Aaron Paul is about to get his fingers bitten off by a parrot. The 31-year-old actor is standing on the Santa Monica Pier, and while he hadn’t exactly planned on being attacked by a flock of tropical birds, he’s also come to expect the unexpected. There’s no way, for example, anyone could have predicted he’d become television’s most lovable drug addict. Before AMC had Don Draper and Peggy Olson, there was Walter White and Jesse Pinkman, a modern-day answer to The Odd Couple—if Felix and Oscar had cooked and sold crystal meth in New Mexico.
“I thought there was no way in hell this was going to see the light of day,” says Paul of Breaking Bad, the tooth-grinding drama that jump-started his decade-long acting career. “I read the pilot before AMC had any original programming, before Mad Men had even come out,” he says.
With a face like a Boy Scout and an Idaho-inflected timbre flattening his vowels, Paul isn’t the most obvious choice to play a money-hungry meth-head. But as the show enters its fourth season in July, it’s now clear he was born for the role. “I always try to do something that’s completely the opposite of who I am,” says Paul, who’s played “Wasted Guy” in National Lampoon’s Van Wilder and a less blotto role as Amanda Seyfried’s husband on Big Love.
The past three seasons of Breaking Bad have included everything from plane collisions and a corpse crashing through the ceiling to the unsentimental reality of a family in crisis. But the new season is “much bigger and darker than anything I’ve ever experienced,” says Paul, whose embodiment of Jesse has made him one of the most memorable and engaging characters on television today. As one half of the dynamic drug-slinging duo, Paul plays opposite the ever-talented Bryan Cranston. The two share a rare chemistry, whether they’re experimenting in or out of the on-screen lab. “He gives me so much and he’s truly such a mentor of mine,” Paul says of Cranston. “I’ve learned from him that since we’re on a show like this, we have to break the tension with humor, and if we don’t, we’ll get sucked down into a dark depression.”
Perennially clad in baggy jeans, an oversize hoodie, and a ski cap, Paul’s character carries himself like the type of teenage thug who looks for trouble in shopping malls, and he’s got the saltiest vocabulary this side of Redd Foxx.
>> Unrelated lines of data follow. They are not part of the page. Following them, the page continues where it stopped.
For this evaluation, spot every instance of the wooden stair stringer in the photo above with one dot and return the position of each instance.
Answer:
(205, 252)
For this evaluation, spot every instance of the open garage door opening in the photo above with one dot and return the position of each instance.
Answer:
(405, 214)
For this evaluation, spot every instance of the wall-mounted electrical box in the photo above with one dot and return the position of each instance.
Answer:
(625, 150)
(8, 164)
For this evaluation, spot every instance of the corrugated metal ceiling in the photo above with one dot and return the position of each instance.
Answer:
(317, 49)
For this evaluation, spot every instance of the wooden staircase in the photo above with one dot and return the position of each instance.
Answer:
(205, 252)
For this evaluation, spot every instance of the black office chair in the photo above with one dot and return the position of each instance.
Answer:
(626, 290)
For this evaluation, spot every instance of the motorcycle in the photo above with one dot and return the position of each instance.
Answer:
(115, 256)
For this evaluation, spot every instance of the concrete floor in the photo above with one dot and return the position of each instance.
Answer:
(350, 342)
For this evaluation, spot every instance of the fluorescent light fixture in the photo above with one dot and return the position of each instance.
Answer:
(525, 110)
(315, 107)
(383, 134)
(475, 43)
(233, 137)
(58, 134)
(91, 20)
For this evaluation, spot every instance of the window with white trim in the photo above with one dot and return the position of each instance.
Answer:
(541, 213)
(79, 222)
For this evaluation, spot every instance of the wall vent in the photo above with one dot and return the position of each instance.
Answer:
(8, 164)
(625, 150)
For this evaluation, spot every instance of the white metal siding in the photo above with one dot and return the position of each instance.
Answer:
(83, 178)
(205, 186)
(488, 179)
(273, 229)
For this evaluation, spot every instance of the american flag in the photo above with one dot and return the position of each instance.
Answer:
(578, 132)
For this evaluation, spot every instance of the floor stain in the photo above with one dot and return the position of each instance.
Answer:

His incessant use of the words “bitch” and “yo” have sparked not only myriad YouTube compilations; they’ve also seeped into Paul’s real life. “Anytime I’m done with a season, I say ‘yo’ so much. I try to stop, but it’s just so hard,” he says.
Breaking Bad’s most recent season ended with Jesse pointing a gun straight at the camera and pulling the trigger—the final frames of his face alone worth the Primetime Emmy Award he took home last fall. In September, after “being totally happy just to be invited to the party,” Paul nabbed his first statue for Outstanding Supporting Actor in a Drama Series, beating out some of his biggest heroes. “I was honored just to be mentioned in the same breath as Michael Emerson—I’m such a Lost fan. I got so starstruck when I was walking the carpet and met Terry O’Quinn for the first time. I was like, Oh my god, that’s John Locke!”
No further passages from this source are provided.